Given how complex the decision-making process is and how it can be continuously improved, we often forget that evaluating the result is not always of trivial importance.

If we made the right decision, in other words, if the risk has been mitigated or if we have obtained the desired profitability, there is positive reinforcement. This reinforcement impacts both ourselves (as I mentioned in our last post, it reinforces our personality), and the quality of the decision-making process.

However, this positive reinforcement is not always beneficial.

Forrest Gump (Robert Zemeckis, 1994) won six Oscars and tells us the story of a simple man with a big heart whose (good or bad) luck takes him through the main events of his time.

At one point in the movie, Forrest Gump says that he invested in some kind of fruit company with an apple. He naturally means Apple Inc. The idea is that Forrest Gump becomes incredibly rich by unknowingly investing in one of the most profitable companies in the world. Less fortunate events also result from unintentional decisions.

Forrest Gump makes an investment decision based on inadequate or misinterpreted information.
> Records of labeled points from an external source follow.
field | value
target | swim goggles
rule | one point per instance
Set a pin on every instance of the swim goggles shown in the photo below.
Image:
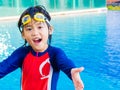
(38, 17)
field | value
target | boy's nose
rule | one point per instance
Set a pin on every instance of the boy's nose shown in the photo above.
(35, 32)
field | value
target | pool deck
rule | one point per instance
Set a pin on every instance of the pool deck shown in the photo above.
(97, 10)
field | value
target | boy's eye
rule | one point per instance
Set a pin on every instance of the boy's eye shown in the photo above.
(39, 27)
(28, 28)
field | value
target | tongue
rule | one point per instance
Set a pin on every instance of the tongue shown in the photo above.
(37, 41)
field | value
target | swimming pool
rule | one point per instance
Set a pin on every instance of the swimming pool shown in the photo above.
(90, 40)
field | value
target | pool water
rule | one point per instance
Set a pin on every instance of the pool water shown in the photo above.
(90, 40)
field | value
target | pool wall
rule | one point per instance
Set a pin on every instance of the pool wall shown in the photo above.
(17, 6)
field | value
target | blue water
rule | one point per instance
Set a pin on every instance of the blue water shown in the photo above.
(90, 40)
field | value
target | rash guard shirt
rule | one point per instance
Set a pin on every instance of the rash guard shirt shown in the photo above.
(40, 70)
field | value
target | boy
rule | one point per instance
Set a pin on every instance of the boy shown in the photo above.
(39, 61)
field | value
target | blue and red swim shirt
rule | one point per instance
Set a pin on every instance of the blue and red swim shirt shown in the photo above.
(40, 70)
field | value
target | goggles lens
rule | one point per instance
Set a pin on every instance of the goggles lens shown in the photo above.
(38, 17)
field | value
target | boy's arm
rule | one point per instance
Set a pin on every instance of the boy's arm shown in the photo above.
(76, 78)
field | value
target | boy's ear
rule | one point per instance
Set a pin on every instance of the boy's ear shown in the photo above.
(50, 30)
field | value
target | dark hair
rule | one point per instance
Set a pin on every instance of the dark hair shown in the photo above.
(32, 11)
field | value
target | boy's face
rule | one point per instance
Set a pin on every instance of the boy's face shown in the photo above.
(36, 34)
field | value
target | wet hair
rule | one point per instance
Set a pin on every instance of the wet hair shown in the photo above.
(32, 11)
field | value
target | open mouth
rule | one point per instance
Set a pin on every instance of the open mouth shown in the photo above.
(37, 41)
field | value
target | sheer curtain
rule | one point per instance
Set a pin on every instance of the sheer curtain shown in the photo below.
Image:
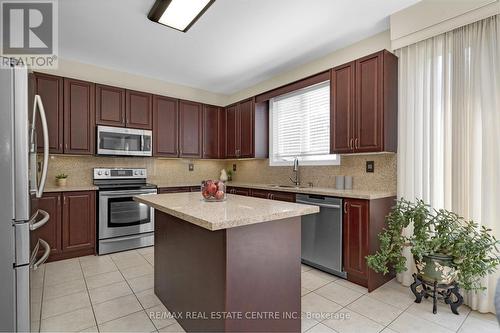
(449, 130)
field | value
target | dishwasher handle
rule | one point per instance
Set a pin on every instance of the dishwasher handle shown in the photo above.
(318, 204)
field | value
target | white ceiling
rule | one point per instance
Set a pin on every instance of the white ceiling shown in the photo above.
(234, 45)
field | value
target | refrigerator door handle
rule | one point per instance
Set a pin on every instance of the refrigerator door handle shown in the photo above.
(45, 255)
(35, 225)
(39, 105)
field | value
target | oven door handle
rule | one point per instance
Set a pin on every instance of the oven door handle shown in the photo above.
(114, 194)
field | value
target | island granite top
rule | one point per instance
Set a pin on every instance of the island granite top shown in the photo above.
(236, 211)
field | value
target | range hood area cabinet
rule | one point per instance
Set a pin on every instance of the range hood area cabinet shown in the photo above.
(364, 101)
(247, 129)
(123, 108)
(69, 107)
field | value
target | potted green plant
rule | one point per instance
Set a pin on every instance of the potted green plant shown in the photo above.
(61, 179)
(446, 247)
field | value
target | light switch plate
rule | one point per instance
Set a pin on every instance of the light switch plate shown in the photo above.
(370, 166)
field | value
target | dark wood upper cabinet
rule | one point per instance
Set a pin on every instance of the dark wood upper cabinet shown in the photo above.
(355, 237)
(232, 131)
(190, 129)
(110, 105)
(364, 101)
(51, 231)
(342, 108)
(50, 89)
(165, 126)
(79, 117)
(246, 115)
(247, 129)
(139, 107)
(78, 222)
(211, 131)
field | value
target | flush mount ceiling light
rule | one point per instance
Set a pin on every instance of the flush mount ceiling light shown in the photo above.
(178, 14)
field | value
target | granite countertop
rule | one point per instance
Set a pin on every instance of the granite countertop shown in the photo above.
(69, 188)
(328, 191)
(236, 211)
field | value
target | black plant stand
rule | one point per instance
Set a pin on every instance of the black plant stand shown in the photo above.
(437, 291)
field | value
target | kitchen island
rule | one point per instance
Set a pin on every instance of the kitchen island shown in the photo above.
(231, 266)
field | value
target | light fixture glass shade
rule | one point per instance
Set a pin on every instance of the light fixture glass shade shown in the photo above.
(180, 13)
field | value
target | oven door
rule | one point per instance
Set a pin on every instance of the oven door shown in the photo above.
(123, 141)
(120, 215)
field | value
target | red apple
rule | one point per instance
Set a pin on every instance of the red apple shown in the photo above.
(219, 195)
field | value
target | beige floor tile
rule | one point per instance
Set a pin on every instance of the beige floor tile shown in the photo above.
(142, 283)
(377, 311)
(320, 328)
(65, 288)
(135, 322)
(74, 321)
(63, 304)
(398, 298)
(116, 308)
(338, 293)
(148, 299)
(160, 316)
(146, 250)
(408, 323)
(136, 271)
(111, 291)
(353, 286)
(443, 317)
(174, 328)
(313, 281)
(99, 267)
(65, 275)
(476, 324)
(306, 324)
(318, 308)
(349, 321)
(99, 280)
(304, 291)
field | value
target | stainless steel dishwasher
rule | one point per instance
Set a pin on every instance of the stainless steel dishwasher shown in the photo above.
(322, 234)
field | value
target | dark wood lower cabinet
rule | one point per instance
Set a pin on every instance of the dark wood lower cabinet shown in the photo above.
(363, 221)
(71, 229)
(78, 227)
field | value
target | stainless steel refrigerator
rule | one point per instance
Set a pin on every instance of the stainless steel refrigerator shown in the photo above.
(21, 265)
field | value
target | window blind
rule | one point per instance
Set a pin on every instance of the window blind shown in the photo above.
(300, 125)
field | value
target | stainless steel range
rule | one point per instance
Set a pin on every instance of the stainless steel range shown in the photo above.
(123, 223)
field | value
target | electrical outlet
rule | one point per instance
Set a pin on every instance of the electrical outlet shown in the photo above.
(370, 166)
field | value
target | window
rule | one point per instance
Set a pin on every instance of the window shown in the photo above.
(300, 127)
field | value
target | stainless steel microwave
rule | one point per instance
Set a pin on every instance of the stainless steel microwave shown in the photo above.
(124, 141)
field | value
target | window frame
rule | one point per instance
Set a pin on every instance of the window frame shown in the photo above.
(303, 160)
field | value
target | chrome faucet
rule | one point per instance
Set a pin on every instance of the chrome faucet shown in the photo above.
(296, 172)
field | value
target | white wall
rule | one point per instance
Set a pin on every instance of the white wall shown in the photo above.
(429, 18)
(339, 57)
(93, 73)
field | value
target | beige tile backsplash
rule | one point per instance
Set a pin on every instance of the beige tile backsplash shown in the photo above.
(383, 179)
(175, 171)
The movie gives the impression that the character was lucky and became a millionaire even though his decision was based on incorrect reasoning.

An investor like Forrest Gump may assume that he made the right decision by following an appropriate decision-making process. And this is the Gump trap, the fallacy of believing that mere luck is actually skill.
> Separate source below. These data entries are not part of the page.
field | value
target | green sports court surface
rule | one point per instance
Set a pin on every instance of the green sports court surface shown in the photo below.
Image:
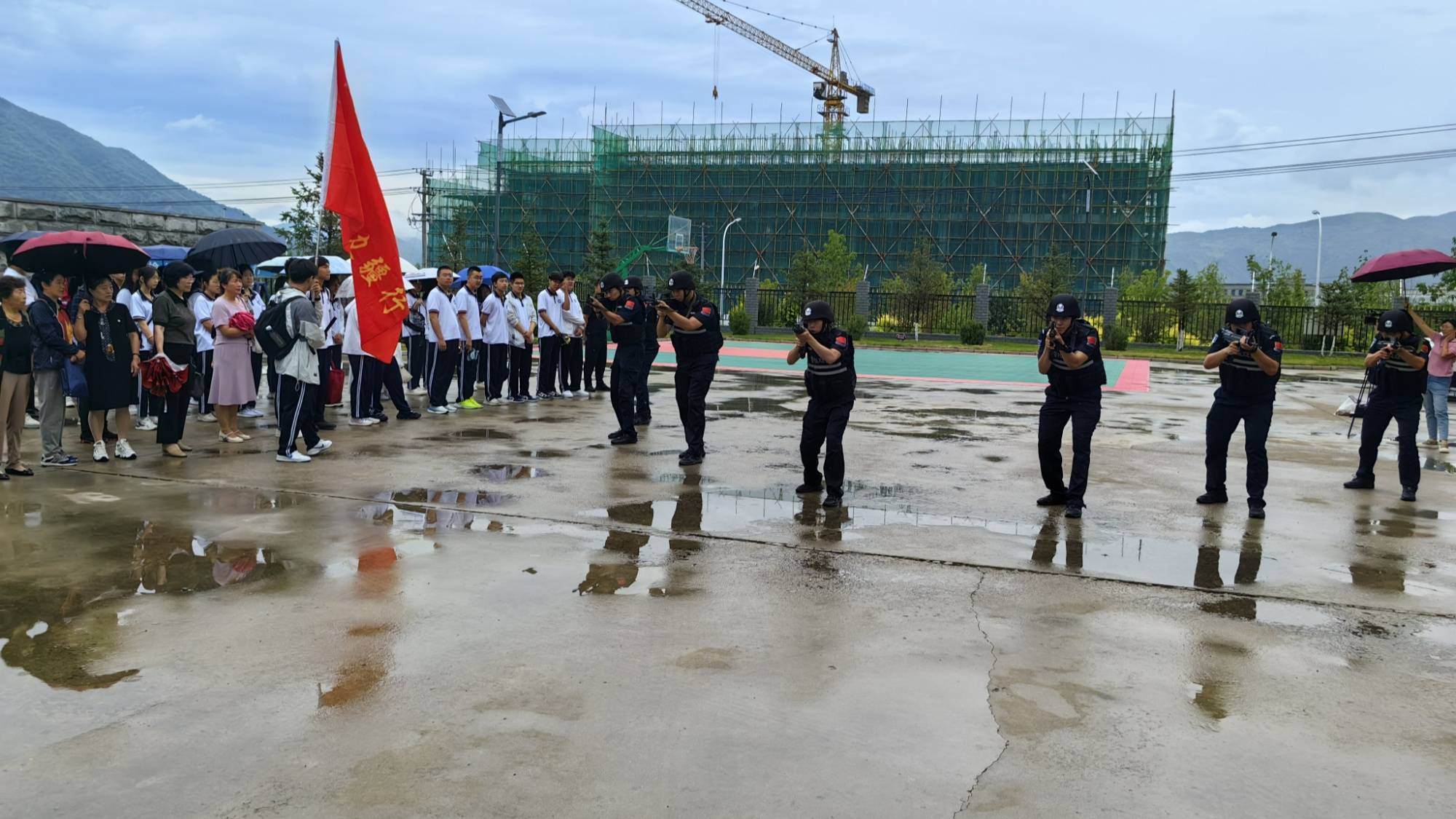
(915, 365)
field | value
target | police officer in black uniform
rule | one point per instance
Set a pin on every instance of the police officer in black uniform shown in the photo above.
(698, 336)
(627, 317)
(1397, 363)
(831, 382)
(1069, 356)
(643, 413)
(1249, 355)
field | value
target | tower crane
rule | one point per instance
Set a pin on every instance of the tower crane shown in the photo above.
(834, 84)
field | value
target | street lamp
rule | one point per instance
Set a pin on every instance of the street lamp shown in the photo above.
(723, 258)
(503, 117)
(1320, 251)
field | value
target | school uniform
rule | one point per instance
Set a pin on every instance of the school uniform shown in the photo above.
(497, 336)
(440, 365)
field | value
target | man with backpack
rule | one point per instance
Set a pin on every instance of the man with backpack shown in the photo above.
(290, 334)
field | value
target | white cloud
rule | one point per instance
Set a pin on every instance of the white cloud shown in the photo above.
(193, 123)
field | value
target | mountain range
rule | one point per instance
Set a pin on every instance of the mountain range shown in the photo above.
(46, 159)
(1348, 238)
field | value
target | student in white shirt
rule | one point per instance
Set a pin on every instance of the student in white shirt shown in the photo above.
(521, 314)
(574, 328)
(205, 292)
(548, 306)
(443, 336)
(468, 312)
(497, 337)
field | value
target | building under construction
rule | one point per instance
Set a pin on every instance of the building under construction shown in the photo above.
(1002, 194)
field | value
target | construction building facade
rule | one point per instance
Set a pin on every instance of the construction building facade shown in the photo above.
(1002, 194)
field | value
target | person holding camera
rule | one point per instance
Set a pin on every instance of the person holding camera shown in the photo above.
(627, 317)
(831, 382)
(698, 336)
(1397, 368)
(1249, 356)
(1069, 356)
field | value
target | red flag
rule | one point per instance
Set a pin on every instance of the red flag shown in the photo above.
(352, 190)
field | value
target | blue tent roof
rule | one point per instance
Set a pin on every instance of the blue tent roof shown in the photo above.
(167, 253)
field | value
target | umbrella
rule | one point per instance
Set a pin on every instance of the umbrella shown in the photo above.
(81, 253)
(234, 247)
(14, 241)
(167, 253)
(1404, 264)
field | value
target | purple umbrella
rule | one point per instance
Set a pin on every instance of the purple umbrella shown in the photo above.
(1404, 264)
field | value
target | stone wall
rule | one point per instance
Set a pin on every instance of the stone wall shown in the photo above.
(142, 226)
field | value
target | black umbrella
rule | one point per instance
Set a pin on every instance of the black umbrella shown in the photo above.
(14, 241)
(234, 247)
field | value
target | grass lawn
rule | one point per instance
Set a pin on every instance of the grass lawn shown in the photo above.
(1340, 360)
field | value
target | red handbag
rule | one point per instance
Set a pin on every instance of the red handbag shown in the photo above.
(336, 387)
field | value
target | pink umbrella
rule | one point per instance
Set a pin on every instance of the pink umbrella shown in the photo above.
(1404, 264)
(81, 253)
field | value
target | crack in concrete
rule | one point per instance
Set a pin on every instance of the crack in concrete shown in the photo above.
(991, 678)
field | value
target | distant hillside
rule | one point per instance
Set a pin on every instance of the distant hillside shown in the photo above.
(1348, 237)
(41, 158)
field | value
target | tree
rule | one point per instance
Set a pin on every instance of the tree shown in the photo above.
(601, 254)
(531, 261)
(306, 228)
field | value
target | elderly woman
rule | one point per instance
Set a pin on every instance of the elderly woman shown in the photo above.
(113, 357)
(174, 334)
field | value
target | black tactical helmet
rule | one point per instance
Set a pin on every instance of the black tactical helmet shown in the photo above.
(819, 311)
(1396, 321)
(1241, 311)
(1064, 306)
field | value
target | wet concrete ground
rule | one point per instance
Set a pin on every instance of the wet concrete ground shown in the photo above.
(497, 614)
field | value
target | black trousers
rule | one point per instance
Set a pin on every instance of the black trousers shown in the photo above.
(627, 373)
(644, 405)
(363, 387)
(295, 414)
(825, 424)
(470, 368)
(551, 357)
(203, 363)
(1084, 411)
(521, 372)
(1224, 419)
(497, 369)
(440, 368)
(258, 375)
(692, 381)
(1406, 411)
(387, 375)
(570, 363)
(596, 363)
(173, 416)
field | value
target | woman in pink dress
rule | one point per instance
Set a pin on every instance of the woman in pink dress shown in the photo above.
(232, 359)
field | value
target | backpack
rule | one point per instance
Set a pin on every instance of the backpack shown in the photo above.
(272, 331)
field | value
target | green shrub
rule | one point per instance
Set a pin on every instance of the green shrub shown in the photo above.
(739, 321)
(1115, 339)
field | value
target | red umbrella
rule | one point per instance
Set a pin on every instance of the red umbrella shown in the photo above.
(81, 253)
(1404, 264)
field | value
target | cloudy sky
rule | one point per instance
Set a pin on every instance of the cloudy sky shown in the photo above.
(241, 92)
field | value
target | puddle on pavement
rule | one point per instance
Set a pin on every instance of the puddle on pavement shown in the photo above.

This trap is very common among business managers and financial investors. The Gum Trap means that we believe that past successes are only due to us, while our mistakes are due to several factors. The classic “I have passed the test” vs. “The teacher flunked me”.

We need to be aware that luck (called ” stochastic component” in risk management) exists to a greater extent that we are willing to acknowledge, and that it has both a positive and negative impact.

Let’s now look at what really happened with Apple’s share price.

The novel “Forrest Gump” was published in 1986, so we can assume that it was written in 1985 which, paradoxically, was a bad year for Apple. This reference to Apple may have been added to the movie’s script (I have not read the book by Winston Groom) as Apple’s shares in 1985 were below the IPO price (December 1980).

On its release in 1994 the movie was a huge success. In 2004, an article in the New York Times details this paradox in the context of Apple’s 1994 share price: although the stock had doubled since 1981, there was still no reason for great excitement, and there were more profitable options.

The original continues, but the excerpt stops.